Ⅱ リメンバー(1)
「もう起きないと遅刻するよ」
部屋のドアを少しだけ開けて、堂崎茜はなかなか起きてくる気配をみせない甥の様子を窺った。
覗き込んだ視線の先では、ベッド脇の壁に頭を押し付けるようにして丸くなっている堂崎岳の姿があった。
茜はこの思春期を迎えた甥っ子が、最近はあまり多くを語ってくれなくなったことに僅かばかりの寂しさを感じていた。
しかし、母親代わり兼父親代わりを務めてきた自分との関係としては、これは至極一般的で正しいものなのだと、彼女なりに理解をしていた。また、同時に、彼をこの十二年間、きちんと育ててきたという自負も彼女にはあった。
「おーい、千恵ちゃんとの待ち合わせに遅れちゃうよー」
おもいっきり冷やかすような声音でそう言いながら、茜は岳の丸くなった背中を揺さぶってみる。

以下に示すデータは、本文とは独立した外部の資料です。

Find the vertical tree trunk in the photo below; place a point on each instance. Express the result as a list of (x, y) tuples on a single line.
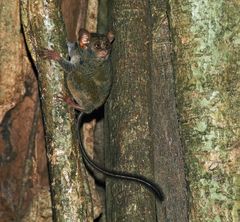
[(168, 153), (128, 114), (206, 36), (43, 28)]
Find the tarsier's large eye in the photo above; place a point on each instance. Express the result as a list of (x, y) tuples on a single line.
[(97, 45), (107, 45)]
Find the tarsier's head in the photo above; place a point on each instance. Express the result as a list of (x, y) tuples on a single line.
[(99, 44)]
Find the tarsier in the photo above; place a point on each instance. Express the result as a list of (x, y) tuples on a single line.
[(89, 80)]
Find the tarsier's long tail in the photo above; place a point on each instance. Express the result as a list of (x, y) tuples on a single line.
[(116, 174)]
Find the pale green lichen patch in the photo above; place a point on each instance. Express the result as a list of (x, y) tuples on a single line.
[(207, 40)]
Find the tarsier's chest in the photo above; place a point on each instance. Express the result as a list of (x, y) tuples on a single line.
[(90, 91)]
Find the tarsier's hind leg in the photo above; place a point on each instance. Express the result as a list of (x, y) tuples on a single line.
[(70, 102)]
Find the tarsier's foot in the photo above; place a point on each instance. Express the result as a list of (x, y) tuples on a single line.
[(70, 102), (49, 54)]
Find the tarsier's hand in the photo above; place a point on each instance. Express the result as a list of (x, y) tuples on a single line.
[(49, 54)]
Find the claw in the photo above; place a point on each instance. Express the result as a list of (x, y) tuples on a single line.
[(70, 102)]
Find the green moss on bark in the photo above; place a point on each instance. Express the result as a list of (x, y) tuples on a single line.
[(206, 35)]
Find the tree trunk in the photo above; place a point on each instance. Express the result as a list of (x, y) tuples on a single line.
[(128, 114), (43, 28), (206, 36), (168, 153)]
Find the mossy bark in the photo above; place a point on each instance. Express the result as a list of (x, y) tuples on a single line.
[(128, 114), (44, 28), (168, 153), (206, 42)]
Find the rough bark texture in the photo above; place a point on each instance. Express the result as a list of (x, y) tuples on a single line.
[(12, 76), (43, 28), (206, 35), (23, 166), (128, 110), (168, 154), (74, 15)]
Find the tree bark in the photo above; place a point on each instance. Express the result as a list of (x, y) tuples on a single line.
[(43, 28), (128, 114), (168, 153), (206, 36)]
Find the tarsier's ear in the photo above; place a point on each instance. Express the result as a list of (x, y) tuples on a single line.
[(84, 38), (110, 36)]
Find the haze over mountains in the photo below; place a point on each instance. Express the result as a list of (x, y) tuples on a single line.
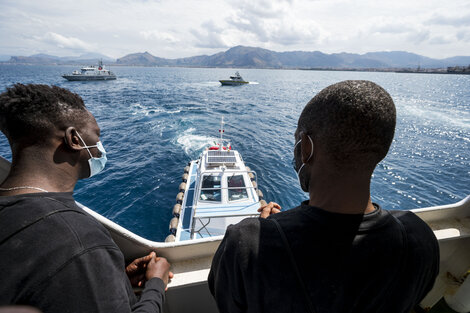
[(252, 57)]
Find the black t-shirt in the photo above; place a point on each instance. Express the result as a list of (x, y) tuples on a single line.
[(56, 257), (383, 261)]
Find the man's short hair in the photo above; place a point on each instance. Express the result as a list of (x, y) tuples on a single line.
[(354, 120), (31, 112)]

その広げた掌に伝わってくる感触は、見た目よりもずっとしっかりとしていて、岳が大人へと確実に成長してきていることを茜に再確認させた。
思わず茜は口元を綻ばせる。
「ほら、起きろー」
今度は強めに、その広くなりつつある背中を叩いてみる。
――バンッ
「いった……茜さん。叩かないでよ」
岳は不満そうに苦情を洩らしながら、身体をゆっくりと伸ばして茜を見上げる。そして、うまく寝起きを演じられたかを慎重に確認する。
「遅れると千恵ちゃんに怒られるぞ」
茜はわざとらしいニヤケ顔を作ると、人差し指で岳の肩を突いた。
「だーかーらー、蒔山とは別に待ち合わせなんてしてないんだって。たまたま時間が同じなだけなのっ」
岳は必要以上に不機嫌そうに振舞ってみせて、照れ隠しの演出を付け加える。過剰にならないよう、できるだけ自然な感じで。

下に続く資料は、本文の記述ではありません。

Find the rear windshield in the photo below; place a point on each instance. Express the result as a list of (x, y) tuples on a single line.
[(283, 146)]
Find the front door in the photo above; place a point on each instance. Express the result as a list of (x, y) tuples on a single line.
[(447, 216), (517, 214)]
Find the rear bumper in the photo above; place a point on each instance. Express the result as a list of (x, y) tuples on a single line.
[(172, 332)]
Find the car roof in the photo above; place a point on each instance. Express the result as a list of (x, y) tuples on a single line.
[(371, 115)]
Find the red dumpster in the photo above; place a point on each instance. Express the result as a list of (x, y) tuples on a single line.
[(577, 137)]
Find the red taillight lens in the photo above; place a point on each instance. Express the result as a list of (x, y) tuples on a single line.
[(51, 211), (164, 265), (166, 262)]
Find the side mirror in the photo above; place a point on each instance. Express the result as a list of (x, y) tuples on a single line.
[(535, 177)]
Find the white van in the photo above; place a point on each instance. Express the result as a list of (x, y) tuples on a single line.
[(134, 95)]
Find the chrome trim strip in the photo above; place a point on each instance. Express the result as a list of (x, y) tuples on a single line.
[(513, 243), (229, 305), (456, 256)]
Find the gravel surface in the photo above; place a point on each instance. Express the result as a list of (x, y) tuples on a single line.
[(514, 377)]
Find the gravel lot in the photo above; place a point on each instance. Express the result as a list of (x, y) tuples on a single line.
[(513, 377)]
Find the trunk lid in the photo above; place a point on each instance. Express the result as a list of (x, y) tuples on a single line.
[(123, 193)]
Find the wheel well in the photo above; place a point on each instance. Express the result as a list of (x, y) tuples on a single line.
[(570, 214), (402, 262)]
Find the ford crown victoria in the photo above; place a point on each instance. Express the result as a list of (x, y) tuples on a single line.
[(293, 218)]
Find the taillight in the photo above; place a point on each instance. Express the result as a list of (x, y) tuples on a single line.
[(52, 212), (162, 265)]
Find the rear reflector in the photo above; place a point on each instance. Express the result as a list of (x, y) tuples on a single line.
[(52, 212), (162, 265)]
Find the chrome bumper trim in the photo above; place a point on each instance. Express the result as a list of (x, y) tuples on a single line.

「あらそう。まぁ、なんでもいいけど、女のコには優しくするのよ」
そんな岳の思惑など茜が知る由もなく、狙いどおりに年頃男子の屈折した反応だと理解をする。
「あぁ、もうわかったよ」
うんざりしたように岳はベッドから勢いよく降りると、寝癖の頭をかきながら部屋を後にした。

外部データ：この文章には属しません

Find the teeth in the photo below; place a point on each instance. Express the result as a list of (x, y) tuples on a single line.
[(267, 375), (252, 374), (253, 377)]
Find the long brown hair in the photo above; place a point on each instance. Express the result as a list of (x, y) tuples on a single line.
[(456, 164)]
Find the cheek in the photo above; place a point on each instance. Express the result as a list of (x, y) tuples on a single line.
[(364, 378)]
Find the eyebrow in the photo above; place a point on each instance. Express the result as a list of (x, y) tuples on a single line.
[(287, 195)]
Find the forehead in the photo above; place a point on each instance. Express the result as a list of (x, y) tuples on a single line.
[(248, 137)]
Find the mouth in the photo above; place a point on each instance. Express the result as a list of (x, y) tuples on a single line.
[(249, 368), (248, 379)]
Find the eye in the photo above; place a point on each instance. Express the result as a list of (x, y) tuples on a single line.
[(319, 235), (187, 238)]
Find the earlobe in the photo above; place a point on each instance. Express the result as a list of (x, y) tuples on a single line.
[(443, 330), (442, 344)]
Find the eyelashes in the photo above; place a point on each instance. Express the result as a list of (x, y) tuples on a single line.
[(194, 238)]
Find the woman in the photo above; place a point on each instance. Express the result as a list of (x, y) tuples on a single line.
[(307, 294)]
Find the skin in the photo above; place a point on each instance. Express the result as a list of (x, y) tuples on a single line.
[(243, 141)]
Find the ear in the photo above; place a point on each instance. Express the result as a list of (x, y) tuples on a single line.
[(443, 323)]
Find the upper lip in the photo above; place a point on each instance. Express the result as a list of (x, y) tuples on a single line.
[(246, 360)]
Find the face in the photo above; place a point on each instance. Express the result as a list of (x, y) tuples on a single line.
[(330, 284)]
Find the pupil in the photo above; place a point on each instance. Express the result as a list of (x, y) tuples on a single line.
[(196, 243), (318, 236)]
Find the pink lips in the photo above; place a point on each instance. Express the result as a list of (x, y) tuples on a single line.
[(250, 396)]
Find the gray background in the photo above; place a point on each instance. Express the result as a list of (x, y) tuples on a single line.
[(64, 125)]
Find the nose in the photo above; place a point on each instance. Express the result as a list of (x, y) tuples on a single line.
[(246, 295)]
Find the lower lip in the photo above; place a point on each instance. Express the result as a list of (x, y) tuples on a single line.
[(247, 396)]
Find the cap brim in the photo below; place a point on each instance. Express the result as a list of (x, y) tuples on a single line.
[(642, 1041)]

これ以上からかうと二、三日は口を利いてくれないかもしれない。
茜は岳の背中を見つめながらそんなことを思うと、やり過ぎないようにこの辺で自重することにした。
一方、ダイニングへ向かいながら、岳は眉間に深い皺をつくる。
「……また、あの夢を見るようになった」
細部に渡るまで忠実に再現されたフラッシュバックのような悪夢。全身汗水漬くになりながら深夜に跳ね起きると、それから岳は一睡もできなかった。
これ以上、茜に迷惑をかけてはいけないという強迫観念から、今朝は平静を装ってはみたが、またこの悪夢に悩まされる日々がはじまるのかと思うと、岳は気分が重くなった。
「なぜ自分だけが生き残ってしまったのか」
これは、あれからずっと岳に付いて回っている命題であり、また、常に彼を責め立てる内なる声だった。
この命がある限り、過去とは向き合わなければならない。
それは自分に課せられた義務なのだと岳は考えていた。しかし、覚悟を決めたとしても、苦痛を感じないわけではない。今朝も岳の胃は鉛を含んだように重く、そんな原罪の存在を鈍く確かに主張していた。
無意識のうちに胃のあたりを摩りながら、岳はダイニングのテーブルにつくと、大きく息をひとつ吐いた。
それから茜が用意してくれたハムチーズのベーグル、トマトサラダにコーヒーという朝食を無理やり胃に収めると、慌ただしく準備を整えて玄関へ飛んでいった。
「いってきます」
そんな岳の声に、茜がランドリールームから玄関の方へ首を伸ばしてみると、そこにはもう彼の姿はなかった。
「……いってらっしゃい」
閉まりかかった玄関扉を見つめながら、茜は小さくそっと呟いてみた。